3)   a skilled performance which is produced automatically and repeatedly and can produce communication about itself – writing down in correct order the names of the elements in the first three columns of the periodic table

4)   a skill of performance which is produced within a particular context, is unique, is unrepeatable and uncommunicable – singing Tom Lehrer’s song ‘The Elements’ in an end of term concert.

In the language of cognitive psychology (not my first scientific language, I’m a biologist) 1 and 2 are called Declarative Knowledge. 3 and 4 are called Procedural Knowledge. Declaritive Knowledge is also known as Propositional and Descriptive Knowledge. I and 2 relate to discrete items of information, stored in memory and available for recall in the same form as hey went in. For example, I can tell you that free, equal, numerous, spiral, hypogynous (FENSH) is the characteristic arrangement of floral parts of primitive flowers. I learnt this knowledge (declarative) in 1970. It’s raw information, I haven’t processed it in any way and I can recall it in the same form as it went in, a mnemonic and it’s full version. Yesterday I rewired a 5 metre extension lead to make a short extension for more power outlets in our house. I’d tried using the original with its long lead wrapped up but it overheated badly. My tools were a pair of secateurs and a Phillips screwdriver. I assumed that I’d find it had screwed terminals as it would have done in the UK. When I looked it was soldered and there’s no earth connection here. I had to buy a new terminal block and it took me 20 minutes to finish the job. This was procedural knowledge. If you ask me how I did it, to give you a detailed description of the inside process, I can’t tell you. I just thought about it and did it. It works ok.

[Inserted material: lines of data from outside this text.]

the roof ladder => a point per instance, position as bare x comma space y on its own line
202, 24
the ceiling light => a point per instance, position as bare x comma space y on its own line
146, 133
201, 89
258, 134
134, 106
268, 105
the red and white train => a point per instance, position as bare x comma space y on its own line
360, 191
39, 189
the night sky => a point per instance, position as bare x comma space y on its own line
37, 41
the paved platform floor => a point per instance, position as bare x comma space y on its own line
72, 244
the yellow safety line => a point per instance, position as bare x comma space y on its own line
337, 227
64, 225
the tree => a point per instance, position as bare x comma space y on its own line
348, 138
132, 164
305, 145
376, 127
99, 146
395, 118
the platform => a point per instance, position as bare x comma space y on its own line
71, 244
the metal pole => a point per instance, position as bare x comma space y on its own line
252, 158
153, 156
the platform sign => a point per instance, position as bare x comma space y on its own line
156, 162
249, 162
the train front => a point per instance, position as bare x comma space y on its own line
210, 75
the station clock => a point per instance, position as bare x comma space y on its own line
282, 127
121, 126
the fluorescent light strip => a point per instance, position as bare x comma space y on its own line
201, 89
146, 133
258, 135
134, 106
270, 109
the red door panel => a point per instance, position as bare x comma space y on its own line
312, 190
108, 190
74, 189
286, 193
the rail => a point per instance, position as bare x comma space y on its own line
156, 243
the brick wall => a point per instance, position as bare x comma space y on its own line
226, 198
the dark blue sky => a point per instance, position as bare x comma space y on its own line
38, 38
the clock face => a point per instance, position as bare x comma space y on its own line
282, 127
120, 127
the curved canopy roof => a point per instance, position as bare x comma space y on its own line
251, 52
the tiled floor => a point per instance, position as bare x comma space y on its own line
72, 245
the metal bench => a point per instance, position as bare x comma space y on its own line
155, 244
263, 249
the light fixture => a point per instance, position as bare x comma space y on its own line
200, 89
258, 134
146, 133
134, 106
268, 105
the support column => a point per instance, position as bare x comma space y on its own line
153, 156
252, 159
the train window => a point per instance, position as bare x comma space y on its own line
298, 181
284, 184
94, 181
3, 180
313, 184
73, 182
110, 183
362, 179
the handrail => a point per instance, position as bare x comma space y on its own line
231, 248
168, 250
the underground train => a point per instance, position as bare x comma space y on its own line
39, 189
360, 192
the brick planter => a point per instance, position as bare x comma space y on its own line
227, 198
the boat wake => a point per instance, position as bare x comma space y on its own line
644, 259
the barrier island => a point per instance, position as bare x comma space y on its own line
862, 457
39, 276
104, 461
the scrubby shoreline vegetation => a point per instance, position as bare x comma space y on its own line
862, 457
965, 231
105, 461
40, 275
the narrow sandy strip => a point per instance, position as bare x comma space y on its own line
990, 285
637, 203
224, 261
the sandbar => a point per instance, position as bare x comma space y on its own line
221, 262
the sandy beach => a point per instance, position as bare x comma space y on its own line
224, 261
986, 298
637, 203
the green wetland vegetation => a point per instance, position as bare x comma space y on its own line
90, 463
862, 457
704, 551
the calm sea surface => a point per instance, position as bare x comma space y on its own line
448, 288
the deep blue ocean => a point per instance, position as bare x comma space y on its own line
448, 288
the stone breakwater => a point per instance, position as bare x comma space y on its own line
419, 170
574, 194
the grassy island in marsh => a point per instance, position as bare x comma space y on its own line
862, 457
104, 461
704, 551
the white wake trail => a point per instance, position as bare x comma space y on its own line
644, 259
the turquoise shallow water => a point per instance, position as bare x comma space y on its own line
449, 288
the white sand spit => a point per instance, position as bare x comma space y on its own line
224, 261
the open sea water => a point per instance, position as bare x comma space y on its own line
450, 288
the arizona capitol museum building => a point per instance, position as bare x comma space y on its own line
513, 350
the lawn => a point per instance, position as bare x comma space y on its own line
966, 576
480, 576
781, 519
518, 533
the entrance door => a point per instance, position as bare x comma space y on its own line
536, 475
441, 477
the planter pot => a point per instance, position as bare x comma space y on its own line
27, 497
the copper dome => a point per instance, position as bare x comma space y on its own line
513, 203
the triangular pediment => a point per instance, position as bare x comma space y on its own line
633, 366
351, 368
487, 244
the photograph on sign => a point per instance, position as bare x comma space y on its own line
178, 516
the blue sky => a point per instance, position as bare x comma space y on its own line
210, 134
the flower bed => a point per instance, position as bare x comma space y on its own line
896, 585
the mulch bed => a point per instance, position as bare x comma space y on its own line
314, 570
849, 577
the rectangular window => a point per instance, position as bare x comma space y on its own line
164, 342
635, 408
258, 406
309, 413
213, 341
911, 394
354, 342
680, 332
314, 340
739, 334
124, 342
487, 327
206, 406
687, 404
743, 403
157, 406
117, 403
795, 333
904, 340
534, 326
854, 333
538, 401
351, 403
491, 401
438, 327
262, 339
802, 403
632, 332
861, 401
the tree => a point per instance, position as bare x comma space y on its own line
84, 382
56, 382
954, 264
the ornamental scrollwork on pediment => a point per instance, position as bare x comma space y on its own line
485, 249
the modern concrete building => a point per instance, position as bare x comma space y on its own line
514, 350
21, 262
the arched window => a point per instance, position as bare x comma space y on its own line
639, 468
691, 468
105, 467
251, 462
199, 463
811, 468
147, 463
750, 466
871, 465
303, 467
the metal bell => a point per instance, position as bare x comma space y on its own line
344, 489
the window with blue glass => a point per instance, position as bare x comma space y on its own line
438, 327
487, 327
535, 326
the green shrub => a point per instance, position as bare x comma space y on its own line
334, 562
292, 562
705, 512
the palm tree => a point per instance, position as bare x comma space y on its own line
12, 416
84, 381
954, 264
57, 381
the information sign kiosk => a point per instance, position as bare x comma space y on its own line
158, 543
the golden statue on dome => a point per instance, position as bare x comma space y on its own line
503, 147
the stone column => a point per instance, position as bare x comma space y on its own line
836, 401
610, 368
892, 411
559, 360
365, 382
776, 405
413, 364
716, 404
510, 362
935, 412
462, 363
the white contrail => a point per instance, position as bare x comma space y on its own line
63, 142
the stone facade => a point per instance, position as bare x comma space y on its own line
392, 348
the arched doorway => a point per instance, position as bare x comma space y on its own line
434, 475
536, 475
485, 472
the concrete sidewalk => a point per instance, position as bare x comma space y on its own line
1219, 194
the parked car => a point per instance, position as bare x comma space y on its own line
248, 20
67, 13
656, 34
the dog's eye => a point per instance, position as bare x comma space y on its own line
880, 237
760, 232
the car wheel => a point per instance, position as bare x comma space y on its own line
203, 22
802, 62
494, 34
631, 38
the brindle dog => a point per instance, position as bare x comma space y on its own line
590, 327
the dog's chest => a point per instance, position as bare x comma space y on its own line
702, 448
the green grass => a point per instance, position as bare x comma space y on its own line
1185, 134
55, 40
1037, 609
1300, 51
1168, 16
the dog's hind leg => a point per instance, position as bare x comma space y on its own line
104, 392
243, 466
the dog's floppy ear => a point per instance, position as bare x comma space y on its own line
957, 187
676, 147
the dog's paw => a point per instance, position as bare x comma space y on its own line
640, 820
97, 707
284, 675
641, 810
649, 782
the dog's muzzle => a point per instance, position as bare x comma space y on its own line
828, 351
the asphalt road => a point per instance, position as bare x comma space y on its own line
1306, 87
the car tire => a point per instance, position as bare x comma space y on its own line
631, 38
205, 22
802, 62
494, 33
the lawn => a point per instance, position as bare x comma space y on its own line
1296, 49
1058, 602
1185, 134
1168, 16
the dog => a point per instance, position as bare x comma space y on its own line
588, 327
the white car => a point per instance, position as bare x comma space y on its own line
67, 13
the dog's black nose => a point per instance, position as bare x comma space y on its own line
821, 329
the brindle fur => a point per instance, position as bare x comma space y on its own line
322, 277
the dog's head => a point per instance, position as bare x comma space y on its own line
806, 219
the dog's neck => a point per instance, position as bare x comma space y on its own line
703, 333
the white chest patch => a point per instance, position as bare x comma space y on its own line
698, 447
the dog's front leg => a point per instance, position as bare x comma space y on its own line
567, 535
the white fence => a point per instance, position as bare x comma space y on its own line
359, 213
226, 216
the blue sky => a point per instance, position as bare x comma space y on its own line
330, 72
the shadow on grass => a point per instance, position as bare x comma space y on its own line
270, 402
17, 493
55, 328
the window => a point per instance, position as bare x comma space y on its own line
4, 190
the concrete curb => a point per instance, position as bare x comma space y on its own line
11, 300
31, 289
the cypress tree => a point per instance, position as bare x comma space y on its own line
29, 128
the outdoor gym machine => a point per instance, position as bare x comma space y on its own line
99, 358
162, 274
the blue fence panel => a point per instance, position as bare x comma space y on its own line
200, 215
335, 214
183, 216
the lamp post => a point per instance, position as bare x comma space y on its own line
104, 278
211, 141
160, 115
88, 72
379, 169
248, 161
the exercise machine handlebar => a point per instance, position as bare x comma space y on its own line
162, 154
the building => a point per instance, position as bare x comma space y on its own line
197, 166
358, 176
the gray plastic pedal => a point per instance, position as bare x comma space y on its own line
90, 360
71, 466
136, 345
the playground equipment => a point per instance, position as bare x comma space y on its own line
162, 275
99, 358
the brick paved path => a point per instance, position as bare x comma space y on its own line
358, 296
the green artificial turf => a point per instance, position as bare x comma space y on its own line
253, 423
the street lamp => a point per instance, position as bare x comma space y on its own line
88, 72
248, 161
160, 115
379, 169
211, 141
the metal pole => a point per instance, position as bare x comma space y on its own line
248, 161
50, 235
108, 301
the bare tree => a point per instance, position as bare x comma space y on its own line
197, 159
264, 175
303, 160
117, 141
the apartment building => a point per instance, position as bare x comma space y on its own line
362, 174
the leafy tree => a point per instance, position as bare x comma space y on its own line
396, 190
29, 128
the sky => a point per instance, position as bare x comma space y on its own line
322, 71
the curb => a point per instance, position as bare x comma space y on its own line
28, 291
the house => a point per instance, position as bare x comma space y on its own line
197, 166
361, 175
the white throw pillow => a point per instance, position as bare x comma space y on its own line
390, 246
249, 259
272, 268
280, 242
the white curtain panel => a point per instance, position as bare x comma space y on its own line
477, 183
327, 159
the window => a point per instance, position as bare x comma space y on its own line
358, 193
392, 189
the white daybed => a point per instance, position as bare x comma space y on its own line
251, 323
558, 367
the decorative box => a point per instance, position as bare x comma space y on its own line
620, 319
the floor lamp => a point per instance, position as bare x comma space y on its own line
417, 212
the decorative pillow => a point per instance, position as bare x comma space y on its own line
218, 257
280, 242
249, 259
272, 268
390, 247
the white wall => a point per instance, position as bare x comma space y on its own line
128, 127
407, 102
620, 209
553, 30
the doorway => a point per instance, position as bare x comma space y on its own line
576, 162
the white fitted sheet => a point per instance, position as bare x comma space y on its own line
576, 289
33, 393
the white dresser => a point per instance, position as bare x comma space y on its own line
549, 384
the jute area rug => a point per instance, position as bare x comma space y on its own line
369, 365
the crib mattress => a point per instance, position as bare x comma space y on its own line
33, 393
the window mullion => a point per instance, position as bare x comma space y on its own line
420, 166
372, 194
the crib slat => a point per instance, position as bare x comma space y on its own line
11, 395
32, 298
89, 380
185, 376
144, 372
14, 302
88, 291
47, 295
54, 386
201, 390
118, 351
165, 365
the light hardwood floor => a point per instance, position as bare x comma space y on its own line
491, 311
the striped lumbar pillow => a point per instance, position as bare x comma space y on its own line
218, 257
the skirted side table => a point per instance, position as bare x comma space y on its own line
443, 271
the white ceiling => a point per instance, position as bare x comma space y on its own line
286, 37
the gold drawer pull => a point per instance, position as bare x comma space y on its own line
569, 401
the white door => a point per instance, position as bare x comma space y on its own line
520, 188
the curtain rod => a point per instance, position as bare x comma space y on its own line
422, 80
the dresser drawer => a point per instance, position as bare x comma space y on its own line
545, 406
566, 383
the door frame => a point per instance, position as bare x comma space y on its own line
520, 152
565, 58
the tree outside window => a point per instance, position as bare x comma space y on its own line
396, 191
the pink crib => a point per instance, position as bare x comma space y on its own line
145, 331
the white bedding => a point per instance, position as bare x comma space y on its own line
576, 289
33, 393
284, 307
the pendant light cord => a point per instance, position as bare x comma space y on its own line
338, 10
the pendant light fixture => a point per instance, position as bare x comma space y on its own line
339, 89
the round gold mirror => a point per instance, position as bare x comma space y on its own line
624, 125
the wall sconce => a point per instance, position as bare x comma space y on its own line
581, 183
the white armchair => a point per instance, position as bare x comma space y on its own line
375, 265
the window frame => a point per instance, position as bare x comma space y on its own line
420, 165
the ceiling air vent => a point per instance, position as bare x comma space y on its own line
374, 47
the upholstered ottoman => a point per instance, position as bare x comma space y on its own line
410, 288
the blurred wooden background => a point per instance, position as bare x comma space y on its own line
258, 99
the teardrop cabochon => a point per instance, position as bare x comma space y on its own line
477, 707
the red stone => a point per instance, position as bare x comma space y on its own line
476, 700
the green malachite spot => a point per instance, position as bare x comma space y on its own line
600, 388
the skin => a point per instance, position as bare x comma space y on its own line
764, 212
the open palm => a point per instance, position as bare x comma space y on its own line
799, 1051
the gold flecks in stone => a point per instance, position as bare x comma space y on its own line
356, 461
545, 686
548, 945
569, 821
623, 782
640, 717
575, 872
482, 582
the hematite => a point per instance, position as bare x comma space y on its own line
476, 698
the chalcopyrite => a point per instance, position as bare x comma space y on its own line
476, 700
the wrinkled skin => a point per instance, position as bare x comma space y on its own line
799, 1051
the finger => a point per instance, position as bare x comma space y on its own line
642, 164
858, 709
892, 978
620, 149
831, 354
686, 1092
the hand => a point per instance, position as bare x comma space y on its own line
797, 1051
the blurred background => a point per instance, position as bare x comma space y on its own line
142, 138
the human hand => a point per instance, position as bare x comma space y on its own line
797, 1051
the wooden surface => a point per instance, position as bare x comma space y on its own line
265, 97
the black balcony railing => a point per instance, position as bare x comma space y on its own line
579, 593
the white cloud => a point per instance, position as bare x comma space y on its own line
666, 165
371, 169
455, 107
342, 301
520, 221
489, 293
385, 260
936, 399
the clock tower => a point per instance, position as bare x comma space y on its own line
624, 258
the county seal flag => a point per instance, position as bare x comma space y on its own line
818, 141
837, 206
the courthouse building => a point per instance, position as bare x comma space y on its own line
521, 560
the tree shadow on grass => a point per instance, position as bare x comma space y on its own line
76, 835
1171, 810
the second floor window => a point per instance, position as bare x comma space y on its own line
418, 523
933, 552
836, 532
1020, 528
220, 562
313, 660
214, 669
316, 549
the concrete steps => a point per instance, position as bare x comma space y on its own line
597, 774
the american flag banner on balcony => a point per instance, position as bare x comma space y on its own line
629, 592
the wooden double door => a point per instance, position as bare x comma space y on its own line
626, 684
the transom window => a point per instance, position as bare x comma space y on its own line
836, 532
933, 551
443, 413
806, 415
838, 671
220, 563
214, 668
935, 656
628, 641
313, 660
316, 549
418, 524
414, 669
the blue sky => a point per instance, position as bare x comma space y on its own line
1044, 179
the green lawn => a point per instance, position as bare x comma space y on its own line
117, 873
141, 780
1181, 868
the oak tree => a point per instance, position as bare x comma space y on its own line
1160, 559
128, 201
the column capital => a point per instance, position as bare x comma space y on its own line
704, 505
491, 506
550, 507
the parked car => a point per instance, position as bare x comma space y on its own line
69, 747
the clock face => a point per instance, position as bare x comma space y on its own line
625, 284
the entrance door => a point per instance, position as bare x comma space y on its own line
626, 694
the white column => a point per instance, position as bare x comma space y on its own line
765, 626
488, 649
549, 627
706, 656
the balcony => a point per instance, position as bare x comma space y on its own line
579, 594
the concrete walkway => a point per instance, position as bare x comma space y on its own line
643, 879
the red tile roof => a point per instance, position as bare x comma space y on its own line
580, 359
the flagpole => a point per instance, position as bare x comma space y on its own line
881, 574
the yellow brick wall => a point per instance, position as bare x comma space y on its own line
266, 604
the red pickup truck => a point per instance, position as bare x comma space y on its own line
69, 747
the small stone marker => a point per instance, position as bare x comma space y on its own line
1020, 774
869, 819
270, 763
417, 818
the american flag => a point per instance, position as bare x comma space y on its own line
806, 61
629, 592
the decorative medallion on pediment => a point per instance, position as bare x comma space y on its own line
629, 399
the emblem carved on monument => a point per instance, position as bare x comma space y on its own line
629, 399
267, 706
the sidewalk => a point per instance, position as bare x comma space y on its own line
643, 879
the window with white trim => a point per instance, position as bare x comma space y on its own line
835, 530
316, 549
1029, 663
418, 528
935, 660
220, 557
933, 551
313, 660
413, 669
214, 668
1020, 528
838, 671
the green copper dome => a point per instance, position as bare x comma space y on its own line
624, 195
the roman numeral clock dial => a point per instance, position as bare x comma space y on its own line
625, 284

So at one and the same time, we are talking about knowledge as data, information, automatic routine, process, conscious performance, as being communicable and incommunicable, as permanent and transitory. That’s one reason we’re stuck.

My suggestion is to use the terms ‘know-how’ for context related, transitory knowledge, appearing when someone does something skilful, which is admittedly hard to assess; and ‘know-what’ for permanent, unprocessed, information, which informs and enables all ‘knowhow’ to appear and is readily assessable and communicated.  

A long answer to a short question – or to put that another way… there’s as much information in the question as in the answer.


Thanks Geoff

In my reply to Harry @webofsubstance below I speculate there is a further distinction between generic skills and thinking processes. That generic skills are transferable across knowledge domains and are learnt through a series of different activities (often over a long time period) of deliberate practice, until we become ‘skilled’ enough to use unconsciously.

Whereas a thinking process is the combination of different skills and Propositional knowledge (developed in the past to a greater or lesser level of expertise) that are brought together in our minds to solve a problem which might be one we have not encountered before.

What do you think of this distinction and where does it fit into the four elements of knowledge model you describe above?